Burnt review – overegged and undercooked

Bradley Cooper in Burnt.
Bradley Cooper in Burnt. Photograph: Courtesy/REX Shutterstock

Is there really any appetite for a movie about an obnoxiously sweary chef (so 00s) that leaves you cooking up naff culinary gags about how the dramatic souffle never rises and, instead, ends up a bit of a pudding?

Manic Bradley Cooper is Adam Jones, a former addict who’s fled Paris for London (via a million shucked oysters), where he plans to rebuild his life and reputation. Rounding up a crew old and new (Omar Sy’s formerly scorned Michel, Sienna Miller’s convincingly feisty single mum Helene), Adam raises flambeed hell in the kitchen while waiting for the Michelin-starred hammer to fall.

Watch: Burnt trailer.

Steven Knight’s screenplay gives our charmless plate smasher plenty to fret about (debt-collecting drug dealers, rival chefs, spurned lovers etc) while the supporting cast boasts underused A-listers such as Alicia Vikander, Emma Thompson, Uma Thurman and Daniel Brühl. With ingredients like these, whisked together by August: Osage County director John Wells, Burnt should have been a spicy treat.

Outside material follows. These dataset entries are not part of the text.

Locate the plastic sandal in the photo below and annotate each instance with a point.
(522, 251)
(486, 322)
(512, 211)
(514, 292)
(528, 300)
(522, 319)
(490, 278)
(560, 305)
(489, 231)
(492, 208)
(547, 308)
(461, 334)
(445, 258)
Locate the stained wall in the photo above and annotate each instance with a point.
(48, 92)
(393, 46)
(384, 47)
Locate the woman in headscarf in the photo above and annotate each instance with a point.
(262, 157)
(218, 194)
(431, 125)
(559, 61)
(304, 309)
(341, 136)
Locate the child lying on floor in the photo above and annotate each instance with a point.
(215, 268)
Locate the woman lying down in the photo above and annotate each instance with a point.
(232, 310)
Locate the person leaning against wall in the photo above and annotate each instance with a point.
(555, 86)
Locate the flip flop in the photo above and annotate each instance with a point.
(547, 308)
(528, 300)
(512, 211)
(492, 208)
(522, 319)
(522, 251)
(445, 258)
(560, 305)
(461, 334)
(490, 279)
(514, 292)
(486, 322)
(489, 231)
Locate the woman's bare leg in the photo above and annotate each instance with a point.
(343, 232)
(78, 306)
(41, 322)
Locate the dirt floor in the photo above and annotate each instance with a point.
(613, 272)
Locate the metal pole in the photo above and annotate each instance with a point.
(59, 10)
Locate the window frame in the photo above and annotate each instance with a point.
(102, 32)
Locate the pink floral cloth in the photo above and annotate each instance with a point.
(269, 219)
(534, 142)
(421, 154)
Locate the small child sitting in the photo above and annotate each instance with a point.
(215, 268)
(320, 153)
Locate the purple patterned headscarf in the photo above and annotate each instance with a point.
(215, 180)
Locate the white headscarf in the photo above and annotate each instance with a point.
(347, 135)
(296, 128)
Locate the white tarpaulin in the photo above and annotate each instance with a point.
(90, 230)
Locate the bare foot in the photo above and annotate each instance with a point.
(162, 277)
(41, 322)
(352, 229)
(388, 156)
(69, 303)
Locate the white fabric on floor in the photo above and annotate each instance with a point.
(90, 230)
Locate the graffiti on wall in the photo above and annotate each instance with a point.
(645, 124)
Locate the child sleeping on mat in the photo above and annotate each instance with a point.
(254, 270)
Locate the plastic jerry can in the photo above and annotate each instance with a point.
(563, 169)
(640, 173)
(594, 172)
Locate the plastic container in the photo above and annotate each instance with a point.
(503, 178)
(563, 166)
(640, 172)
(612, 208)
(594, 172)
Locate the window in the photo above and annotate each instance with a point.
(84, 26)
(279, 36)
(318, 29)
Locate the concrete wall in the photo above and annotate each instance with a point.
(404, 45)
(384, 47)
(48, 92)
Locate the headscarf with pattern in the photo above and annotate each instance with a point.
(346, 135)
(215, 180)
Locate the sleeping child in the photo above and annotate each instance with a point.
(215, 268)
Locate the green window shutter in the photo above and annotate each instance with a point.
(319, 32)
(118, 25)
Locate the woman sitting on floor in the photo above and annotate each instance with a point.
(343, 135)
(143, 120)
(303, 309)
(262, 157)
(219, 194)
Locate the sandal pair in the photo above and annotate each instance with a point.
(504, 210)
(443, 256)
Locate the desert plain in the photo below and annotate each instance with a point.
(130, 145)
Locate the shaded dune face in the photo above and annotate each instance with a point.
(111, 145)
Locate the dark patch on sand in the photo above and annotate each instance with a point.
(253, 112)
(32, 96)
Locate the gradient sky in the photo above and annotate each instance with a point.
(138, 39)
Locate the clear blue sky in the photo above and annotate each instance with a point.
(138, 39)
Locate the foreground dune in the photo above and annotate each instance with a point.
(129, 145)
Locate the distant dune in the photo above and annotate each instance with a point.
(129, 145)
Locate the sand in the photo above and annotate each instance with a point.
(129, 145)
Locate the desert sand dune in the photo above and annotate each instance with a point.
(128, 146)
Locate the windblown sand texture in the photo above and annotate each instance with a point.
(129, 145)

Instead, it comes and goes like so much fast food, leaving you hungry for a late-night DVD snack of Jon Favreau’s more palatable Chef, the existence of which precipitated the first of two title changes (it was also known, for a while, as Adam Jones) to this overegged, undercooked hotchpotch production.’

  • This article was amended on 8 November to replace the incorrect lead photograph.